The Biomarker Handbook is a curated series that seeks to provide readers with insights on each biomarker we cover in our blood test packages and its relation to our body.
Gonorrhoea, a sexually transmitted disease (STD) or infection (STI), was first discovered during the 16th century and is commonly known as the clap. The bacteria responsible for this infection is known as Neisseria Gonorrhoea (N. Gonorrhoea), medically classified as a gram negative diplococcus.

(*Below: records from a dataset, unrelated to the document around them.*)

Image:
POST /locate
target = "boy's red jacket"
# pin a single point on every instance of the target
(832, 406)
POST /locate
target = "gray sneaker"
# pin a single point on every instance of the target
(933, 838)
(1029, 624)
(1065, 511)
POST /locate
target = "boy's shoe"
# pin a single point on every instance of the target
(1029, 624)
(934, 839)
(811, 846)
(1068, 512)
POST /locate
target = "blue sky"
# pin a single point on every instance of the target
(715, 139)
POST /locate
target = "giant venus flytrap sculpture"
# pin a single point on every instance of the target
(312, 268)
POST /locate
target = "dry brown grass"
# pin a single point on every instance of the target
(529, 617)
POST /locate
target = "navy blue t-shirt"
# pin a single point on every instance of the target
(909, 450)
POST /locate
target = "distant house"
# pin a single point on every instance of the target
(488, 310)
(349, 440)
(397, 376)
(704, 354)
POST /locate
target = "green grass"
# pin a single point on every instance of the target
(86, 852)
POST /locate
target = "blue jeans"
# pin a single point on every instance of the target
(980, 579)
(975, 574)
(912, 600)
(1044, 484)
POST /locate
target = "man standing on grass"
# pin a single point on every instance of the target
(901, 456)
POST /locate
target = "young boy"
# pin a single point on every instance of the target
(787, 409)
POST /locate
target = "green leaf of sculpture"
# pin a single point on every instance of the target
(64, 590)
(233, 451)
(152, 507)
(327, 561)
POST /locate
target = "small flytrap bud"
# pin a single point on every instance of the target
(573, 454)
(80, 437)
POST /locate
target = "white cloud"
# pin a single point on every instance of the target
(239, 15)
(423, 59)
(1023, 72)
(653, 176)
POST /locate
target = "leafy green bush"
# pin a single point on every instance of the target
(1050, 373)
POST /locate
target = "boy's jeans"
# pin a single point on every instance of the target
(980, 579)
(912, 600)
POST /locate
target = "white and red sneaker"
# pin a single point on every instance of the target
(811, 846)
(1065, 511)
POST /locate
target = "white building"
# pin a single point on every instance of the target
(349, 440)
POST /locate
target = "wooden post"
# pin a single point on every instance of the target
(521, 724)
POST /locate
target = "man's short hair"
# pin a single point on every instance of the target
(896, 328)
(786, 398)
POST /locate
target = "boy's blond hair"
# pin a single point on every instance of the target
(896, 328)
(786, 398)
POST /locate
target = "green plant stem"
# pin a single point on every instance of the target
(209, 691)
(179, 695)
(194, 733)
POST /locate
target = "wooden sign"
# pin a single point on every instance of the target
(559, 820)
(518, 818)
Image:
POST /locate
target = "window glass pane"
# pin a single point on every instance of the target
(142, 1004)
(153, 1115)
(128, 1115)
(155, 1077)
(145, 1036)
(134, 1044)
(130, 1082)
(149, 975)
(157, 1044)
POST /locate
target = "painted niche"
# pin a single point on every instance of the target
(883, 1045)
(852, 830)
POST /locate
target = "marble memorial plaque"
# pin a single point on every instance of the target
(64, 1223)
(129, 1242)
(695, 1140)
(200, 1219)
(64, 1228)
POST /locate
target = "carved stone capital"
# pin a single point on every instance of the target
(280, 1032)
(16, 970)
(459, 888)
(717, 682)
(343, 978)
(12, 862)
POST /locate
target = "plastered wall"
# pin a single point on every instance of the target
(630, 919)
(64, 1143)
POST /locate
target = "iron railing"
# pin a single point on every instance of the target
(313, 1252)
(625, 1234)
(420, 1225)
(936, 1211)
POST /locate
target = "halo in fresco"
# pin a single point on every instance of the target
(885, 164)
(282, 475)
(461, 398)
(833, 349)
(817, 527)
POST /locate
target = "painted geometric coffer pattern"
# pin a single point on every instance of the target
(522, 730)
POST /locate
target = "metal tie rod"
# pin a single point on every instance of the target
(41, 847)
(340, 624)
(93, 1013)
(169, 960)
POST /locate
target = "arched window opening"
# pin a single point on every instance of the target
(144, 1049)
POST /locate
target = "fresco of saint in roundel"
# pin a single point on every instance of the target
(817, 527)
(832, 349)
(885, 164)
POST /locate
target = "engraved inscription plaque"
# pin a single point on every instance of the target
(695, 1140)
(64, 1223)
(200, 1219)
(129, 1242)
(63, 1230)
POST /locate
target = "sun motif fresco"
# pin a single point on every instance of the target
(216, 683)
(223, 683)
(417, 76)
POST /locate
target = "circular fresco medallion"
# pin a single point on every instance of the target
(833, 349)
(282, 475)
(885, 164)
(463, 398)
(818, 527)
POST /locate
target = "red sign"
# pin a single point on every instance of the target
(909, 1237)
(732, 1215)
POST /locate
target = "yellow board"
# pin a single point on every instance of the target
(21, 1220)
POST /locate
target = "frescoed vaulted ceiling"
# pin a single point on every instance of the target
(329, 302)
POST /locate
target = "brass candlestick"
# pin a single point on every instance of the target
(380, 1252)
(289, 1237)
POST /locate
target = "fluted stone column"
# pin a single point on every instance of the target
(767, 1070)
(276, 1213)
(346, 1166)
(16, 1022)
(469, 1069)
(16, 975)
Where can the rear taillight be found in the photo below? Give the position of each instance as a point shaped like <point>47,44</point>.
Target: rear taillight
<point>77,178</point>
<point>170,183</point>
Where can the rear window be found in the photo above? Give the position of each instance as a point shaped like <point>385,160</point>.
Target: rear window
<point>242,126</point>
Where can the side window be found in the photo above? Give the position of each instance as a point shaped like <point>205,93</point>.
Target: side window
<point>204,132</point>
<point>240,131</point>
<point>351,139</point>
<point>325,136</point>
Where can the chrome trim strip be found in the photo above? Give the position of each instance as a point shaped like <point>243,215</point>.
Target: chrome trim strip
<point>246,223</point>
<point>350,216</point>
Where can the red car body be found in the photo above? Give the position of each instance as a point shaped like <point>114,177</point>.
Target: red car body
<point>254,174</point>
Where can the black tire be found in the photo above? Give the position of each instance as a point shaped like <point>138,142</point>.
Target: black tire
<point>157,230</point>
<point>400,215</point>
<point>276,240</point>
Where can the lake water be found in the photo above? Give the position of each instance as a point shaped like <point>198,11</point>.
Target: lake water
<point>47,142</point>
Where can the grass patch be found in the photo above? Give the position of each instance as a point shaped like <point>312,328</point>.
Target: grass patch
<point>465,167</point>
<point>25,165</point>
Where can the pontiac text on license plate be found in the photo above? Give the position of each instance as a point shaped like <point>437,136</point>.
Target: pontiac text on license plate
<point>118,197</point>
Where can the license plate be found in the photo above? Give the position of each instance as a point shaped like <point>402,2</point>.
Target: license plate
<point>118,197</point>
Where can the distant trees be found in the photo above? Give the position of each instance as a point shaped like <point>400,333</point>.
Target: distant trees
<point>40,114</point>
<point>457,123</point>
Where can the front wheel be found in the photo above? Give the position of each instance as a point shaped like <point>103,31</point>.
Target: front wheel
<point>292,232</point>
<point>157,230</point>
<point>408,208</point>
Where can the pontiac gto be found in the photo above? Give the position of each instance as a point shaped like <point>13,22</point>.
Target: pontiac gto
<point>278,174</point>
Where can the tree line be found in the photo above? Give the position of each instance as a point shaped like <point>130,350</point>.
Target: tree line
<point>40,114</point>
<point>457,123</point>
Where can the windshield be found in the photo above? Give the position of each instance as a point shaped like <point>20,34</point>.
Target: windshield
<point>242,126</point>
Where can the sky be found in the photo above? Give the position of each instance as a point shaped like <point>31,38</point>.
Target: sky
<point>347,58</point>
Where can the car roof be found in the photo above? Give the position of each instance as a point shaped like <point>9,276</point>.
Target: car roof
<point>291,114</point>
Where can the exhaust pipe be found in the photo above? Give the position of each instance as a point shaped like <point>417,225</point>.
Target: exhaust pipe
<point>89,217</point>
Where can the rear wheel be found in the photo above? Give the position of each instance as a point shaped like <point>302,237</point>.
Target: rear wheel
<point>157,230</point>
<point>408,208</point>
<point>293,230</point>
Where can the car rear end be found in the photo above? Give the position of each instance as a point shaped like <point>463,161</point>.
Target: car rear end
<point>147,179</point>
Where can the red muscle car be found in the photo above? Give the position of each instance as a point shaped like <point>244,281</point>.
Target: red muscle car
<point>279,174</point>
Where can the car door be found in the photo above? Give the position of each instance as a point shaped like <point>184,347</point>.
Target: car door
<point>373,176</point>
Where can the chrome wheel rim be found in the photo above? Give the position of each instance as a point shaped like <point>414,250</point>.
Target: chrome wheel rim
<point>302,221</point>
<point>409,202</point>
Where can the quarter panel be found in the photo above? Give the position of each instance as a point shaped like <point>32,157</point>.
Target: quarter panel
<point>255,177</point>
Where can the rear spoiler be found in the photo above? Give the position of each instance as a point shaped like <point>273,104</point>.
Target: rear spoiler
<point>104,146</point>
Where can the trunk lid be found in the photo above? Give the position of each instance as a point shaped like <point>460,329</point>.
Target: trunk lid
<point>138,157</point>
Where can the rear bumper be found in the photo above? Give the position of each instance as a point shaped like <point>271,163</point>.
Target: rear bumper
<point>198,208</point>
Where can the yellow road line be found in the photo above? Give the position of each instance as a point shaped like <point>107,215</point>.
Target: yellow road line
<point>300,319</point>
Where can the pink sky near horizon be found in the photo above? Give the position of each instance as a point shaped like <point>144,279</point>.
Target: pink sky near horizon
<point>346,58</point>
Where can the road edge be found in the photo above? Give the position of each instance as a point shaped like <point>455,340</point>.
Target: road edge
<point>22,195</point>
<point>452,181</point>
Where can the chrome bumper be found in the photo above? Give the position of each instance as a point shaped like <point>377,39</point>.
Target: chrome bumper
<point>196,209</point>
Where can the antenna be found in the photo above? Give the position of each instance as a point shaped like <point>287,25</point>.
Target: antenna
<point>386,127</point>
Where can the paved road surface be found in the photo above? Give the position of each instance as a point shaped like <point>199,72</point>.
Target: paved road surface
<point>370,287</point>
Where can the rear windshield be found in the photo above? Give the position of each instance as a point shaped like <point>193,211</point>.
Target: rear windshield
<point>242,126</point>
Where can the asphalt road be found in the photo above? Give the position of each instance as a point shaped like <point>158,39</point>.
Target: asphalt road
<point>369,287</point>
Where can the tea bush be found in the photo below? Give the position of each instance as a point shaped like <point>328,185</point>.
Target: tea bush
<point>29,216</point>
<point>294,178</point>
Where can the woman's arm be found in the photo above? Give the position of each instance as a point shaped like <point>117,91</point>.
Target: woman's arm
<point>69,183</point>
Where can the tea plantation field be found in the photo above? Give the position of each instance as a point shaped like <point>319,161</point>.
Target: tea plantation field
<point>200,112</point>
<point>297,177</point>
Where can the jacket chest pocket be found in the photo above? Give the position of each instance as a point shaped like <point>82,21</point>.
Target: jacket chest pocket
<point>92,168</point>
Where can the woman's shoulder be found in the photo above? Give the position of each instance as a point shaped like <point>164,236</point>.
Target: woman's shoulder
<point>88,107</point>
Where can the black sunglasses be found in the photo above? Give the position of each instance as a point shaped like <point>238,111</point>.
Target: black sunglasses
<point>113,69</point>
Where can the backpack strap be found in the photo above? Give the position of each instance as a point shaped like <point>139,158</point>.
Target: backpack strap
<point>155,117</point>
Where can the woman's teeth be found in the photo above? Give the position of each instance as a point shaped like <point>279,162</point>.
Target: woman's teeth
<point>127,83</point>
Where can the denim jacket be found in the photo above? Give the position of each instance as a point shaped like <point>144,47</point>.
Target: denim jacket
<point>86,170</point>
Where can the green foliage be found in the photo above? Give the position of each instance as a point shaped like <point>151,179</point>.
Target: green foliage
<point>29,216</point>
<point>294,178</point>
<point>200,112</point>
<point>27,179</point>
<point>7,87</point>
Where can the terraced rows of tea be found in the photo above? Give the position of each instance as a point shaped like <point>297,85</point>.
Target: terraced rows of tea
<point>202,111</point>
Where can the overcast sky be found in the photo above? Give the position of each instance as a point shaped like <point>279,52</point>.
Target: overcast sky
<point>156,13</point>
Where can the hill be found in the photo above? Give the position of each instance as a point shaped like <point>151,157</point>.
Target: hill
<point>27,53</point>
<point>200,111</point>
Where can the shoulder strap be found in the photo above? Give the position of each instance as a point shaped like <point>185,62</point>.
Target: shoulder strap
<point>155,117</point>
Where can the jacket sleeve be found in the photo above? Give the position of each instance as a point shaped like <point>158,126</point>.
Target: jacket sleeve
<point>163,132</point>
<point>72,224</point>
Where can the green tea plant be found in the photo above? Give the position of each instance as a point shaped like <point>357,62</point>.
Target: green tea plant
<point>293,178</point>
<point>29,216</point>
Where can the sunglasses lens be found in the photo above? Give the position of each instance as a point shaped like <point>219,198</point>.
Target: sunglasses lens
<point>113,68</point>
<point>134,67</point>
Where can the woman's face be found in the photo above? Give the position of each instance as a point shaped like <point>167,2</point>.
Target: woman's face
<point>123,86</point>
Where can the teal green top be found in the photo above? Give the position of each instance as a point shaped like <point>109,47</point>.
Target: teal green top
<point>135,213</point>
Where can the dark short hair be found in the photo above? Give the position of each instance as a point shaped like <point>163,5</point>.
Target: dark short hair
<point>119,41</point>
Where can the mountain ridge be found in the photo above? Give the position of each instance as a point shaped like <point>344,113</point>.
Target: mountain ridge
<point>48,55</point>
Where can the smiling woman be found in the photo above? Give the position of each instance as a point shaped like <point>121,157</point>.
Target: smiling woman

Anyone who is sexually active can get gonorrhoea, and when left undiagnosed or untreated, it can lead to complications. However with the appropriate medication, Gonorrhoea can be cured. Moreover, in the last six years there has been an increasing incidence of antimicrobial resistant strains of Gonorrhoea. The WHO reported in 2017 a troubling fact that 77 countries have reported resistant Gonorrhoea making it much harder if not impossible to treat when resistance to the newest generation of antibiotics occur. Efforts has been suggested and put into place to try and eradicate this STD, but still around 700,000 new gonorrhoea infections occur annually in the US alone, with half not reported to the CDC (center for disease control). Worldwide, around 88 million cases of gonorrhoea occur every year. According to a study conducted in 2012, it was found that this STI affects around 0.8% of women and 0.6% of men.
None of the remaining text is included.